When you decommission a SaaS vendor, revoke a third-party integration, or respond to a security incident involving a rogue OAuth app, you need to remove its footprint from Entra ID. A single vendor often leaves behind multiple artifacts:

• One or more App Registrations (the application object) in your tenant
• One or more Enterprise Applications (service principals) — including the home-tenant service principal and any consented multi-tenant service principals pointing to the vendor's app
• Variant naming (SaaS Alerts, SaaS Alerts Respond, SAAS_ALERTS_RESPOND) from different product lines or historical consents

Deleting only the Enterprise Application you see in the portal often leaves orphaned registrations or other related service principals behind, which can continue to hold permissions or reappear on next sign-in. This recipe shows the complete find-and-remove workflow.
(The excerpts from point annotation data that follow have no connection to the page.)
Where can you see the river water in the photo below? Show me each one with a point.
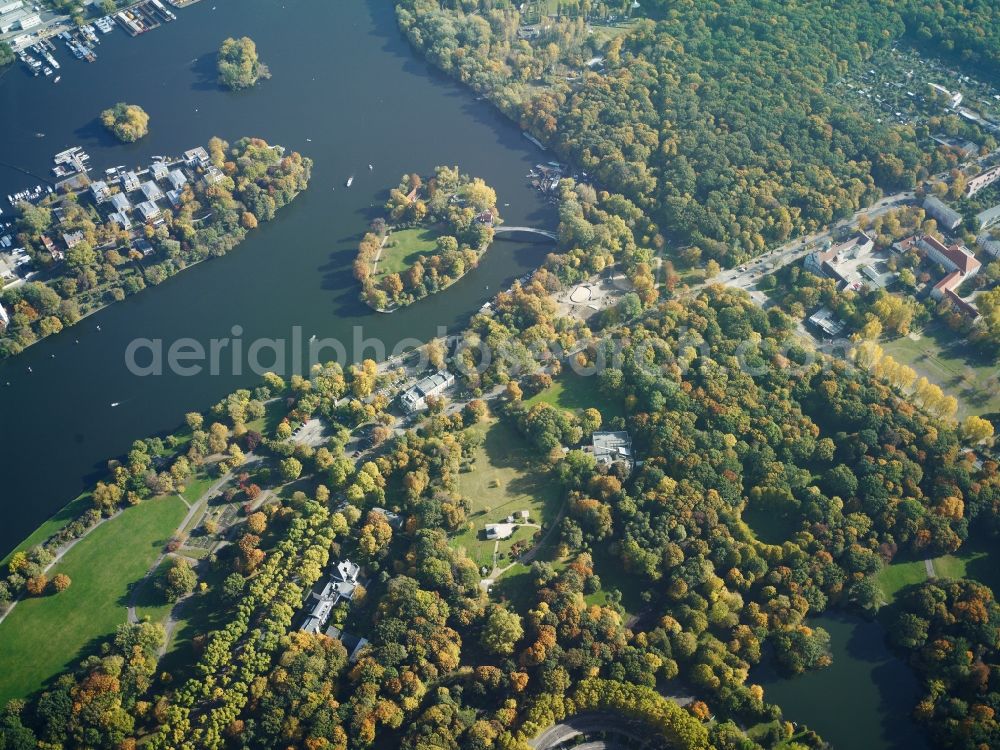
(864, 699)
(346, 91)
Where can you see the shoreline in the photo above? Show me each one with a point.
(390, 310)
(142, 274)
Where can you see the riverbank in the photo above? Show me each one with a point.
(440, 230)
(150, 223)
(865, 682)
(293, 273)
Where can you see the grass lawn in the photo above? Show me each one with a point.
(503, 480)
(274, 412)
(959, 369)
(897, 576)
(576, 392)
(69, 513)
(196, 487)
(149, 601)
(614, 577)
(404, 248)
(44, 636)
(977, 560)
(769, 527)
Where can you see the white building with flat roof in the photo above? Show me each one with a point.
(131, 182)
(197, 157)
(121, 203)
(500, 530)
(149, 210)
(152, 191)
(177, 179)
(121, 219)
(415, 398)
(612, 446)
(100, 191)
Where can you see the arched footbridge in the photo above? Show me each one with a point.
(504, 229)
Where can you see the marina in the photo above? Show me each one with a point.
(36, 49)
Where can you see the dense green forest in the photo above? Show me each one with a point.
(731, 421)
(716, 119)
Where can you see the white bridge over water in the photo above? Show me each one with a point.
(504, 229)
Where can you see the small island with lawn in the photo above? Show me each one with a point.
(435, 232)
(128, 122)
(239, 66)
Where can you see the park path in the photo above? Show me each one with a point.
(171, 622)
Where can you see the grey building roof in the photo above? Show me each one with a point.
(989, 217)
(945, 215)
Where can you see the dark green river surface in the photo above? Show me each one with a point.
(863, 701)
(347, 91)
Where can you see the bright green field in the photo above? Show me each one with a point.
(404, 248)
(197, 486)
(957, 368)
(503, 480)
(69, 513)
(44, 636)
(976, 560)
(897, 576)
(274, 412)
(770, 527)
(577, 392)
(614, 578)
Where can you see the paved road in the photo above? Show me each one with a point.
(797, 249)
(612, 730)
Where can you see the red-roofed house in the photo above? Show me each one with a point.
(953, 257)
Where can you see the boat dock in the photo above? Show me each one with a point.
(71, 161)
(144, 17)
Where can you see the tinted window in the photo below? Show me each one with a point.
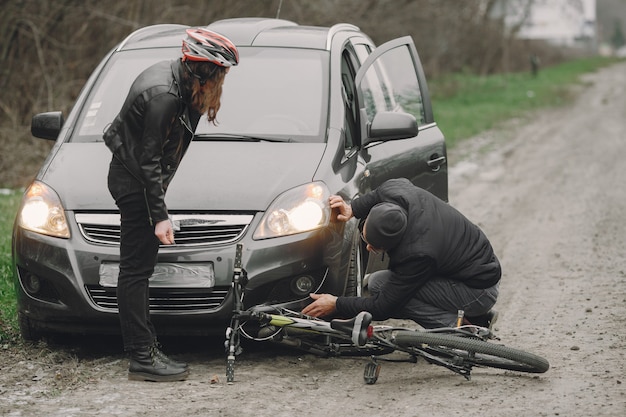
(391, 84)
(273, 92)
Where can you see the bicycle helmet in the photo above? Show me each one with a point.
(204, 45)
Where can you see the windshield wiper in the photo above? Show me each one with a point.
(242, 138)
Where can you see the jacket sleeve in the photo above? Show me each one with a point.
(159, 117)
(392, 191)
(402, 285)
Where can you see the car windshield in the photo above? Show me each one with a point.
(278, 94)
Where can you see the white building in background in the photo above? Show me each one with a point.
(561, 22)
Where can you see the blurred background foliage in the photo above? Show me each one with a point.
(49, 47)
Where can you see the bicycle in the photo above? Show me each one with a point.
(458, 349)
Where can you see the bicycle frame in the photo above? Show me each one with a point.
(455, 348)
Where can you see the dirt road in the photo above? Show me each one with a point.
(548, 191)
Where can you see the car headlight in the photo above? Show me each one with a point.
(42, 212)
(298, 210)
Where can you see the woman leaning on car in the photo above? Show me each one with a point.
(148, 139)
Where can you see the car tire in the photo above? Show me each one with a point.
(356, 271)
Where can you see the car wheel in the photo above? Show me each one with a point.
(356, 272)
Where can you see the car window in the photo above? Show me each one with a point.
(391, 84)
(275, 92)
(279, 92)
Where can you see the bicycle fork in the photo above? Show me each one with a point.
(233, 344)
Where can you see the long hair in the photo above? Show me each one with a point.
(205, 99)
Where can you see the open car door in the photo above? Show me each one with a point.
(391, 93)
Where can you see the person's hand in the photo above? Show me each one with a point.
(324, 305)
(345, 210)
(164, 231)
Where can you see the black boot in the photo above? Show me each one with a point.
(145, 365)
(166, 359)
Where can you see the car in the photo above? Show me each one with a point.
(309, 112)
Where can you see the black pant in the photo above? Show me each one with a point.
(138, 255)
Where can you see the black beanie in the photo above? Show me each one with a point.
(385, 225)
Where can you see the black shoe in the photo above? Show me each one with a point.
(166, 359)
(487, 320)
(145, 365)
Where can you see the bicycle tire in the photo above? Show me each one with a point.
(475, 351)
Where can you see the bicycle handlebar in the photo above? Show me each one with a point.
(357, 327)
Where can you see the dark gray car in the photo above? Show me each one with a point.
(309, 112)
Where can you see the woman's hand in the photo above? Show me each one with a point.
(345, 210)
(324, 305)
(164, 231)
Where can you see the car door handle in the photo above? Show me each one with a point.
(436, 162)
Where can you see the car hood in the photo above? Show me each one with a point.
(212, 176)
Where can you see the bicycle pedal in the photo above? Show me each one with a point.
(372, 370)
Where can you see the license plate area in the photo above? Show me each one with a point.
(166, 275)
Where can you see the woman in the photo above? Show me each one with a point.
(148, 139)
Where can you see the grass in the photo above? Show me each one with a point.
(9, 203)
(464, 105)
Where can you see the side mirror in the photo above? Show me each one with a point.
(47, 125)
(391, 126)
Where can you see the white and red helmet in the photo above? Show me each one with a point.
(203, 45)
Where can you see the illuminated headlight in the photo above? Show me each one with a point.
(42, 212)
(298, 210)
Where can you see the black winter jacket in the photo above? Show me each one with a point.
(152, 132)
(438, 242)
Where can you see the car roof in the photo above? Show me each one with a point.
(248, 31)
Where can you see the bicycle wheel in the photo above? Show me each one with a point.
(473, 351)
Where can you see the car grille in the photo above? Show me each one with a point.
(166, 300)
(190, 229)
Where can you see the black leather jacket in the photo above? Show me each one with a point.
(152, 132)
After completing this recipe you will have:

• A full inventory of every application and service principal matching the vendor's name prefix
• All selected service principals deleted from Entra ID (revoking their tokens and permissions)
• All related App Registrations deleted (preventing re-instantiation)
• Graph API audit entries for each deletion, suitable for compliance evidence

⚠️ Before you delete

• Deletion is soft for 30 days. App registrations and service principals move to the deleted items container and can be restored via /directory/deletedItems. After 30 days deletion is permanent.
• Active dependencies break immediately. If any workflow, Conditional Access policy, app role assignment, or automation authenticates as or to this app, it will fail the moment the service principal is deleted.
• Check for secrets and certificates on the App Registration before deletion — if the app holds keys used elsewhere, revoke them at the consuming system first.
• Filter carefully. The Graph $filter operator does not support contains() on displayName. Use startswith() or fetch and filter client-side. A too-broad startswith() (e.g. startswith(displayName,'S')) can return hundreds of unrelated apps.
• Microsoft-owned first-party service principals (e.g. Microsoft Graph, Office 365 SharePoint Online) cannot and should not be deleted, even if they match your filter.
• Delete order matters only loosely: deleting the App Registration automatically cascades to its home-tenant service principal, but multi-tenant service principals in your directory must be deleted separately.